Sans le montrer explicitement, la mini-série laisse comprendre que le rapport des personnages à l’alcool vient d’un manque. Celui de la mère adoptive, c’est le manque d’amour. Clairement. Gravement. Son mari la méprise et l’ignore au plus haut point. Seule à la maison, elle boit. S’affaisse devant la télévision. Désespère. Le manque de la protagoniste principale vient d’un déséquilibre. Trop pour les échecs, pas assez pour sa vie privée. En décalage total par rapport aux autre jeunes de son âge, elle trouve dans l’alcool l’évasion qu’il lui faut pour respirer un peu.
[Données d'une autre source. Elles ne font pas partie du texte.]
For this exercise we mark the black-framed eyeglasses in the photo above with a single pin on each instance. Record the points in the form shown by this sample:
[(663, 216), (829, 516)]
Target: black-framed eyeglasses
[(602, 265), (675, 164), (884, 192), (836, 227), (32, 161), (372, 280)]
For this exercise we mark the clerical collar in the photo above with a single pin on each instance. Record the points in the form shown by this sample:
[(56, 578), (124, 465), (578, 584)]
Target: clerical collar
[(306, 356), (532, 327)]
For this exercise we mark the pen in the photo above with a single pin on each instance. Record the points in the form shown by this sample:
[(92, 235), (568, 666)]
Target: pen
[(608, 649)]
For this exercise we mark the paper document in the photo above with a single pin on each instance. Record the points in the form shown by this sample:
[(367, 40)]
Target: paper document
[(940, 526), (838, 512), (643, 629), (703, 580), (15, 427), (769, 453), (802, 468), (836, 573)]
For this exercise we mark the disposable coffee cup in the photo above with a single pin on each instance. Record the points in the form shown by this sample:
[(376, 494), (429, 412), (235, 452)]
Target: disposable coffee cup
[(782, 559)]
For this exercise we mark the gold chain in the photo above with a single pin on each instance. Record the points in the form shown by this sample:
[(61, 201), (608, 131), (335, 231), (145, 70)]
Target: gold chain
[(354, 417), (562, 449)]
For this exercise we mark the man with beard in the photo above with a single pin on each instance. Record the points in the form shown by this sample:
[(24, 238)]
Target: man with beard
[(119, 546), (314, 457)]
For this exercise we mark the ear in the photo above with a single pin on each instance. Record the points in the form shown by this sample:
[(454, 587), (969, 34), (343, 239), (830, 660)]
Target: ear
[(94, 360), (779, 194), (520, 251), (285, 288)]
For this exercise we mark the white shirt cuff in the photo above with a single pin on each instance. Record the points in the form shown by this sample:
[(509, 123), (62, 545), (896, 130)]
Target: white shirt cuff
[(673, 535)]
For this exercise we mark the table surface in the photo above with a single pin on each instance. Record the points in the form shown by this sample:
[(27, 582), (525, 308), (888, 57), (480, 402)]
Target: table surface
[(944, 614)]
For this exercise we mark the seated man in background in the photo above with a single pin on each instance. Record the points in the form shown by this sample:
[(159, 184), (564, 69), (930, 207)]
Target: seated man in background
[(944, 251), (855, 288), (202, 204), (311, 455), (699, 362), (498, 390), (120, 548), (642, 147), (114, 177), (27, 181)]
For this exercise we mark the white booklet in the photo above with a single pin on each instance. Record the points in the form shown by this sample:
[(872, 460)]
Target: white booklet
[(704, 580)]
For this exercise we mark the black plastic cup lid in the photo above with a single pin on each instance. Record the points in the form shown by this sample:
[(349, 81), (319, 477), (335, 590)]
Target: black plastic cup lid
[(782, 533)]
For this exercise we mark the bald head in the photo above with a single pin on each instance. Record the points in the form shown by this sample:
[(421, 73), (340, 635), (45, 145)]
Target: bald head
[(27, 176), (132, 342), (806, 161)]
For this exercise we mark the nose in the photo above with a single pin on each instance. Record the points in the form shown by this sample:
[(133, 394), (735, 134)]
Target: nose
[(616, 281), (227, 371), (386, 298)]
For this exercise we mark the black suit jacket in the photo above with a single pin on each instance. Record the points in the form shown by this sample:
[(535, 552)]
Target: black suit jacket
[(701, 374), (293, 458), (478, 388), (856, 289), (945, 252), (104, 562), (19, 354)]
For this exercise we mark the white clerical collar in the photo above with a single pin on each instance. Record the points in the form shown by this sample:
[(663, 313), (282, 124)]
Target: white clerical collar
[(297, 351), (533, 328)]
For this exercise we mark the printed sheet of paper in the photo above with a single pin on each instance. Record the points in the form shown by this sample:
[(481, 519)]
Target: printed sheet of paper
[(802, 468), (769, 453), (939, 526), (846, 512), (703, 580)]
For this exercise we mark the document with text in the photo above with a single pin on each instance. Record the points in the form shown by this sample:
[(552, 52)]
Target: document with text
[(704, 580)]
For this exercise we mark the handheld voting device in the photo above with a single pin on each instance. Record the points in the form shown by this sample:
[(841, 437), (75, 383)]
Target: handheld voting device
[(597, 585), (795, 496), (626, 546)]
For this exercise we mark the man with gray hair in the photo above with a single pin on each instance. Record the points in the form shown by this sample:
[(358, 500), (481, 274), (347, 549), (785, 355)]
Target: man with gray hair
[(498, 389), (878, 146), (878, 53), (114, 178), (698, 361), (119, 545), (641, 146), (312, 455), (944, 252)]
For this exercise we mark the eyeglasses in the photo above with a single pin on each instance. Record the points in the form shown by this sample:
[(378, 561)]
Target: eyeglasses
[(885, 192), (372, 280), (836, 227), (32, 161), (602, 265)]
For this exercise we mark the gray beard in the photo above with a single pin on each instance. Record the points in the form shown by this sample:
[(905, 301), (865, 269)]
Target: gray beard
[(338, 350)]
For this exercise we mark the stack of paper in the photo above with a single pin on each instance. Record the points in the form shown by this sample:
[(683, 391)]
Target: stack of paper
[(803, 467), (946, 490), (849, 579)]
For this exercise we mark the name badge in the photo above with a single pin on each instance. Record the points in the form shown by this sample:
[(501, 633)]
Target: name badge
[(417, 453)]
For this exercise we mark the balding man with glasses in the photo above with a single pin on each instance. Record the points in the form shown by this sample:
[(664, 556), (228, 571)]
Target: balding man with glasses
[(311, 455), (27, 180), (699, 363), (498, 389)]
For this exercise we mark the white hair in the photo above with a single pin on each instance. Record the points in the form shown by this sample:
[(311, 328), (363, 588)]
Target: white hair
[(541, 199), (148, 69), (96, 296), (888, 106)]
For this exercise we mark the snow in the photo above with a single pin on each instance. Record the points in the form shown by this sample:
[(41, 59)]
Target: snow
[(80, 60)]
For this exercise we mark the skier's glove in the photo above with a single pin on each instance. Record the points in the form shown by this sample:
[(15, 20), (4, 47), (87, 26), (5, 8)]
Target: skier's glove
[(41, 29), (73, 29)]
Pour vivre, quoi. Jusqu’au pire. De la bière, puis du vin, en allant jusqu’à la margarita, puis au gibson, puis au pastis. L’alcool se présente en souriant. Il offre une complicité entre la mère adoptive et la fille. Et finit par provoquer quelques dégâts, de gros dégâts. Il abrutit, efface la personnalité. C’est le scénario qui le dit, c’est la photographie qui le montre. Métaphore sexuelle quand Elisabeth va se coucher après avoir gobé et sa pilule et son coup de whiskey: elle visualise les pions au plafond, et l’ombre d’un pion la pénètre à hauteur de vagin jusqu’à monter sur ses seins. Jusqu’à la recouvrir complètement. A l’effacer. Chapeau la mise en scène.
Rapports alcoolisés
Mais pas de moralisme pour autant. Pas question dans Le Jeu de la dame de dire que l’alcool c’est bien ou pas bien. Juste un témoignage. Rapports à l’alcool dans l’illusion. Dans l’isolement. Illusion de croire qu’Elisabeth est meilleure aux échecs sous médocs et boisson. Illusion de croire qu’elle peut y trouver le bonheur qu’elle cherche de tout son cœur. La fille est en manque de jeunesse, de folie, d’évasion, d’insouciance, de vie. Dans la fumette. La tentative de baiser, assez comique et décevante. Quand elle demande à son partenaire en rut s’il en a encore pour long… Et surtout dans la défonce alcoolisé. Dans tout ça, elle croit trouver ce qui lui manque. Et elle s’isole en même temps. Décrépit. Changement physique très marquant de l’actrice.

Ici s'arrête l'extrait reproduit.